Физически хрупкий, Мамука обладал буйным грузинским темпераментом, но одновременно испытывал страх перед беспринципностью сильных и наглых, уходящий корнями в его раннюю юность. Неоднократно, влекомый темпераментом и правдолюбием, защищая слабых, он нападал на более сильных и получал солидные тумаки. Потом он успокоился и стал избегать столкновений с воинственно настроенными субъектами.

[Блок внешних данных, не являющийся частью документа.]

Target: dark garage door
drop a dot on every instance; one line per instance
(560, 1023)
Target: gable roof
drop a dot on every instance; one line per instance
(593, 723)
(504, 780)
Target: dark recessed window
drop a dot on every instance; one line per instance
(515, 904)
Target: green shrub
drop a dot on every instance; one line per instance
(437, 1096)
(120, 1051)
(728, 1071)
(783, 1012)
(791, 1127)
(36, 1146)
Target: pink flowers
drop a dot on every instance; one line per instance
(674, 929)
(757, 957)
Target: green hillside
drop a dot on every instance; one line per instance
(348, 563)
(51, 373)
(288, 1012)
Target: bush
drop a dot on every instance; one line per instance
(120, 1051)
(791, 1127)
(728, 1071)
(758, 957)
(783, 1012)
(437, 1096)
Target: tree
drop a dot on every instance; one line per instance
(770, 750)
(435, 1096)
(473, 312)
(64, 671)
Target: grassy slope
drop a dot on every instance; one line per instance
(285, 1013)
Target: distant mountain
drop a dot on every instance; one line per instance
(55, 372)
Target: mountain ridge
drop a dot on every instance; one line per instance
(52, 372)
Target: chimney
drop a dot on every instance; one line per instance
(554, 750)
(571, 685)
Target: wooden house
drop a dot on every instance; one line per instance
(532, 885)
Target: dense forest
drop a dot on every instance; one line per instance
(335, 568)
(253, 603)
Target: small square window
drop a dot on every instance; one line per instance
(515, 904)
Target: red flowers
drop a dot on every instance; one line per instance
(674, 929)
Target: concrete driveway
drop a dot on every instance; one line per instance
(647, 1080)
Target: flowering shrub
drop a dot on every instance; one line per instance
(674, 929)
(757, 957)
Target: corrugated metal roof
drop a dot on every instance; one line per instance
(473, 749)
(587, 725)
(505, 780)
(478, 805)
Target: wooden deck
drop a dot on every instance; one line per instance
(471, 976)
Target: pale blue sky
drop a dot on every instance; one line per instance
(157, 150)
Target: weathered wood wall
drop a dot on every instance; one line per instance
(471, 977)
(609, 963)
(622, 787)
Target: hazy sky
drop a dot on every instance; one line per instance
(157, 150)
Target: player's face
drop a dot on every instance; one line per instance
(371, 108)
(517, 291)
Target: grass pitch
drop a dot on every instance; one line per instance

Мамука вспомнил первый класс и некоего Зураба, тот был старше его на год. Широкоплечий и наглый, сознавая свою силу, перед которой все отступали, он издевался над каждым, кто вставал у него на пути. На краю школьного двора, далеко от учительских глаз, спрятанные в тени тополей, ученики старших классов с первым пушком над верхней губой потихоньку, будто крадучись, входили в мир взрослых. Первым признаком мужественности был дым сигарет, кашляя, они вдыхали его глубоко в себя, а потом выбрасывали вверх белые эллиптические кольца, которые потом медленно парили над их остриженными под ноль головами. Однажды, подойдя к ним, Зураб глубоким хрипловатым голосом спросил, может ли кто-нибудь угостить его сигареткой. Все молчали, глядя поверх него, дружно давая понять, что не желают исполнять его просьбу, точнее, приказание.
– У тебя есть? – спросил он у Гоги, мальчика из их класса.
– Нет! – тихим, но решительным голосом ответил Гоги.